Ari's story

When Ari was diagnosed with neuroblastoma at the age of 13, it came as a huge shock. She had never experienced any symptoms. Now, a year on since her diagnosis - and as part of Teenage And Young Adult Cancer Awareness Month - her mum, Mattea, shares her story…

“Ari had always been happy & healthy…”

Apart from the occasional stomach ache, Ari had always been happy and healthy. She had never experienced any symptoms to suggest anything serious was going on.
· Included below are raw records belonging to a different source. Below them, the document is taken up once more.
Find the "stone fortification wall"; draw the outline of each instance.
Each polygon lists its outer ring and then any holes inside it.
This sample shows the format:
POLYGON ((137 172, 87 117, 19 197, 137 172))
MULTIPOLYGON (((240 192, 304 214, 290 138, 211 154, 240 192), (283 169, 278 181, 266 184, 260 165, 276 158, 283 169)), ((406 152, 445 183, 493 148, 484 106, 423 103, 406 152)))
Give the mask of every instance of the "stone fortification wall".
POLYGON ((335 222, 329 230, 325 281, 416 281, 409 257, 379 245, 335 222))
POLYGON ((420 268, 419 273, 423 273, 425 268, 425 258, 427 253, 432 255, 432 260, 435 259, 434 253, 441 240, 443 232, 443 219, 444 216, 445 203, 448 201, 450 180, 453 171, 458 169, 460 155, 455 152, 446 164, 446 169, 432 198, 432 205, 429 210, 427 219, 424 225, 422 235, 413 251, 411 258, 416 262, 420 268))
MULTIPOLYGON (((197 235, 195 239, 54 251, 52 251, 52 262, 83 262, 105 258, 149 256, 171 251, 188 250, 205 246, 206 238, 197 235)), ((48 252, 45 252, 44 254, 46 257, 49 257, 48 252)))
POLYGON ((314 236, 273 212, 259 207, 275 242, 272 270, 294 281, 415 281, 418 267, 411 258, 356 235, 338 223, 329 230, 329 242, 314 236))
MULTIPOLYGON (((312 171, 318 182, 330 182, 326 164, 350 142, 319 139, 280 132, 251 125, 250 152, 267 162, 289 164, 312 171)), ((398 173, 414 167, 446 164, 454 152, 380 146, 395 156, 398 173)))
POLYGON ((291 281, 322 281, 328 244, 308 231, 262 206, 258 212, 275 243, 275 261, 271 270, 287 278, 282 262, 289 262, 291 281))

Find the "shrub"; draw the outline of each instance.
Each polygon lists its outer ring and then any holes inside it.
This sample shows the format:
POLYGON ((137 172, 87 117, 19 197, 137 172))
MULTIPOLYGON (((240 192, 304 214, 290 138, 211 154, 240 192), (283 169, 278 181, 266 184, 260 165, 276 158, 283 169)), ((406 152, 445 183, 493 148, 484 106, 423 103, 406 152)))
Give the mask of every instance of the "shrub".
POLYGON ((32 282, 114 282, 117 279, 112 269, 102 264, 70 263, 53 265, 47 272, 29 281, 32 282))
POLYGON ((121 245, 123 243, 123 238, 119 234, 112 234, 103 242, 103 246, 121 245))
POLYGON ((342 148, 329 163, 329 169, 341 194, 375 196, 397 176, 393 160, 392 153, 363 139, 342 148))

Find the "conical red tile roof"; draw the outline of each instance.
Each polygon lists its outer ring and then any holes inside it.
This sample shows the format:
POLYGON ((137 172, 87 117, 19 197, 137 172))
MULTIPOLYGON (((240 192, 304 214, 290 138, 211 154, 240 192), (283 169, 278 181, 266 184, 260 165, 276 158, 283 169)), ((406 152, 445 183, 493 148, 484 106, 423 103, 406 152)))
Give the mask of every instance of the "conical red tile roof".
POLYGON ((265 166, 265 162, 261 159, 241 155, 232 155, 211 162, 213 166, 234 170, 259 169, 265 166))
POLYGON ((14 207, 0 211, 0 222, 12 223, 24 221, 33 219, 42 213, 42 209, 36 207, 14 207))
However, she had always been quite small for her age, so last January, we decided to take her to the doctor to discuss it. He examined her thoroughly and feeling something not quite right around her liver, he sent us for an ultrasound the same day. He explained that he felt her liver was enlarged - it could be something serious, but it could be nothing.

Ari’s road to diagnosis

The ultrasound picked up a 20cm tumour in her abdomen. It was initially thought that this was on her kidney, but Ari was subsequently diagnosed with a phaeochromocytoma. We were told this was a rare tumour on her adrenal gland, but it could be removed with surgery. We were assured that Ari did not need chemotherapy and would not lose her hair, and as she felt perfectly fine, there was no reason for us to doubt this.

In April, she was admitted to hospital in preparation for her surgery. We were told that she would need to be in hospital for three to four weeks prior to the operation, as she would need medication to bring her blood pressure down low enough for the surgery to be performed safely. As this was a phaeochromocytoma, it could not be safely biopsied, so the idea was to simply remove the tumour once the medication had taken effect.

But after three weeks, it became apparent that the medication was not having the expected effect on Ari’s blood pressure, as it should have done. At this point, the medical team began to have doubts about whether her tumour was a phaeochromocytoma after all. Now, there was no other option but to biopsy it and to have a MIBG scan.

The results came back and we were told that Ari had MYCN non-amplified neuroblastoma. The main tumour had spread into some of her lymph nodes, but it was otherwise contained. Because of her age, she would be treated as high risk.

“As a parent, I felt incredibly scared…For Ari, it was terrifying.”

I cannot put into words what it is like to hear that your child has cancer. I had heard of neuroblastoma before - when Ari had first been scanned four months earlier, the nurse at the time had told us that we should be glad she was not facing a neuroblastoma diagnosis. As a parent, I felt incredibly scared, but you have to soldier on. For Ari, it was terrifying. She did not take the diagnosis at all well at first - she did not want to be anywhere near the hospital.

We were sent home for a week to process everything and to get our heads round the journey that lay ahead. And a week later, we were readmitted to hospital so that Ari could start her chemo. She could not accept what was happening at all. She was fearful of the treatment and what it entailed and she was scared of losing her hair. Initially, she would not allow anyone near her, so treatment could not begin until she had taken time to process everything. Eventually, she realised she had no option but to go ahead with chemo - and she was started on Rapid COJEC in a bid to shrink her tumour.

On 15th November, she underwent surgery and it was a success. The entire tumour and her affected lymph nodes were removed.

By this time, we had been in touch with neuroblastoma experts in New York and in Barcelona, and both teams had advised us that Ari should not undergo any further treatment as this was likely to do her more harm than good. They categorised her as low to medium risk. So, since her surgery, she has been on no medication at all. She is regularly monitored and has scans every three months which have thankfully remained clear. There is no evidence of disease.

Looking to the future…

Ari is about to turn 14. She is happy and back at school. Her hair is starting to grow back - although she still prefers to wear a wig. Above all, she is feeling positive and is moving forward with her life.

As a parent, the whole experience has been horrific, mentally and emotionally. It is hard to just go back to normal life after everything you have been through as a family. I have not experienced the joy that I had hoped to feel once all of it was over. Maybe I will always have that fear in the back of my mind that her cancer could come back…

But for now, I know that we should feel positive and we should move forward with our lives. I am aware that for other families, the outcome is not always a good one. It has been a rough journey, but Ari is one of the lucky ones…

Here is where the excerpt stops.